Уговаривать меня они не стали, и алюминиевая кружка так и стояла передо мной с видом потаскухи, которую отказались пользовать по соображениям, ей непонятным: моральные принципы, супружеская верность, прочие убеждения и, наконец, элементарная брезгливость. Водка и есть сродни потаскухе – грязной, продажной и самоуверенной. Она ведет себя как единственная баба на острове, полном уцелевших после кораблекрушения матросов. Крива бабенка и неказиста, но куда вы, на хрен, денетесь. Рано или поздно…

Узбеки пили, ели, хмелели, что-то с хохотом обсуждали. Я отведал их угощения и нашел его отменным.
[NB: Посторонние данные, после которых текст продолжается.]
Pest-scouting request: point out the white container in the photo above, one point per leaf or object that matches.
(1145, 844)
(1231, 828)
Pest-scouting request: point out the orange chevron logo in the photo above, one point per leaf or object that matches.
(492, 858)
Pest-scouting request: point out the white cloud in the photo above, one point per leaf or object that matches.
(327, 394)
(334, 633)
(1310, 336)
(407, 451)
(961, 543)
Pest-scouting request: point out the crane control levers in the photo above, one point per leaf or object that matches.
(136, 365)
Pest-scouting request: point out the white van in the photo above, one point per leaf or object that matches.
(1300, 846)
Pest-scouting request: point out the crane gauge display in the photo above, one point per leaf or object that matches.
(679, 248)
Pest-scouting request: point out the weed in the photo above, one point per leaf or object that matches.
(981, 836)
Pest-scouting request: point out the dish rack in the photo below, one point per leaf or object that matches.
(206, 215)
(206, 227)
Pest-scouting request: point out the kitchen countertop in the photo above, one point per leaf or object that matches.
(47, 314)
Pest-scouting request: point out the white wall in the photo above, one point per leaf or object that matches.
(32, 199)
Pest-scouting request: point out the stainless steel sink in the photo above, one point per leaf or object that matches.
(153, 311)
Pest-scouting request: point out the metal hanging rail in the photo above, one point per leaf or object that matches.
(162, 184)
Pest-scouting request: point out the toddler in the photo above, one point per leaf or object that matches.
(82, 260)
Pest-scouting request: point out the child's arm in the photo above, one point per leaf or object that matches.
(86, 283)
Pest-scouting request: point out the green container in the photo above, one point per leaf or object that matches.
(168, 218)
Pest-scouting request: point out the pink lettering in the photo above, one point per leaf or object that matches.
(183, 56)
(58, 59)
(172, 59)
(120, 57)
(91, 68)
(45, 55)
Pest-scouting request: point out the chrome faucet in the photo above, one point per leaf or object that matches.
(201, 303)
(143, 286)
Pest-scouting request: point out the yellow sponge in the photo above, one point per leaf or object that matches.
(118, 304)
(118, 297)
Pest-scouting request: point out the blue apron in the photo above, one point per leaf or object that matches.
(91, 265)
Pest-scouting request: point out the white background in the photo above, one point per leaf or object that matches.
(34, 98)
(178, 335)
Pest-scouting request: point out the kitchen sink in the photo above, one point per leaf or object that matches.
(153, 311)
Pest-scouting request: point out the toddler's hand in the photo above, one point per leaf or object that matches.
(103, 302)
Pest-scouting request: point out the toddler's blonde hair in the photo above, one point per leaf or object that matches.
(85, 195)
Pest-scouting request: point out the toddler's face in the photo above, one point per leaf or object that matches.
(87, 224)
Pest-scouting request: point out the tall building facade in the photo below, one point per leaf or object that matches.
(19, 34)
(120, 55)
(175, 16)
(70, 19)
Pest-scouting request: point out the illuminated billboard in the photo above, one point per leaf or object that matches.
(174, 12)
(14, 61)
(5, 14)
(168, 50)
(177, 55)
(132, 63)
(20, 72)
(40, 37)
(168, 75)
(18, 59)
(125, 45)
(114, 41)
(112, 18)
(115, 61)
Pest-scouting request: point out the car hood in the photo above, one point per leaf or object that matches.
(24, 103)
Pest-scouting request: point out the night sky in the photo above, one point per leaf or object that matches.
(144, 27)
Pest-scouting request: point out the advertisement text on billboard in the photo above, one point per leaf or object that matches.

От горячей еды меня разморило, тело обмякло, и я сильно навалился на стол.

– Славик, нам когда будешь зарплату давать? – вдруг бросил в меня вопросом один из них, сидящий в углу, с покрасневшим от водки простым и широким, как лопата, лицом.

– Как всегда, – рассеянно ответил я, удивляясь, что в голове вообще нет никаких мыслей, будто они кончились. – Заказчик вот-вот рассчитается. Вроде на днях обещал.

Ветер снаружи совсем стих. Вместо ветра послышался тяжелый гул подъезжающих автомобилей. Похоже, что его услышал только я, так как все остальные были пьяны, шумны и невнимательны. Не считая нужным что-то объяснять, я вылез из-за стола и вышел из пропахшего тяжелым пролетарским духом вагончика. Снаружи меня встретил свежий морозный воздух, темный и безмолвный силуэт строящегося особняка и несколько здоровенных амбалов: хозяйская охрана. Сам он стоял чуть поодаль, свет фар облегал его силуэт, и я видел, как он смотрел на свой будущий дом, задрав голову и скрестив руки на том месте, что обычно защищают хоккейные вратари и футболисты, выстроившись в «стенку».

– Здрасьте, Константин Андреевич, – принялся я ломать шапку перед барином – обладателем недостроенного дворца площадью в полторы тысячи квадратных метров, – эт самое, добрый вечер!

– Чего делаете-то? – вместо приветствия спросил Константин Андреевич, как мне показалось, даже не соизволив повернуть головы в мою сторону.

– Траншею копаем, – продолжал угодничать я, – почти уже всю и выкопали.

– На хрена?

– Ну как же! Коммуникации, трубы надо подводить. Свет, вода, газ… Все в трубах, все, эт самое, через них, Константин Андреевич, – зачастил я, слыша в своем голосе звенящие на морозе нервные струны.

– «Подводить надо», твою мать! – выругался тот, кто прибыл на двух слоноподобных «Субурбанах», передразнивая меня. – Куда на хрен «подводить»?! К чему, бля?! Вы мне когда хоть что-то готовое покажете?! Когда дом достроите?! Я в вашу контору только бабло отслюнявливаю, а вы здесь херней маетесь, канаву какую-то роете! Я сюда месяц не приезжал и думал, что уже и крыша есть и все чин-чинарем, а вижу, что вы еще и второй этаж ни черта не перекрыли! Как там тебя?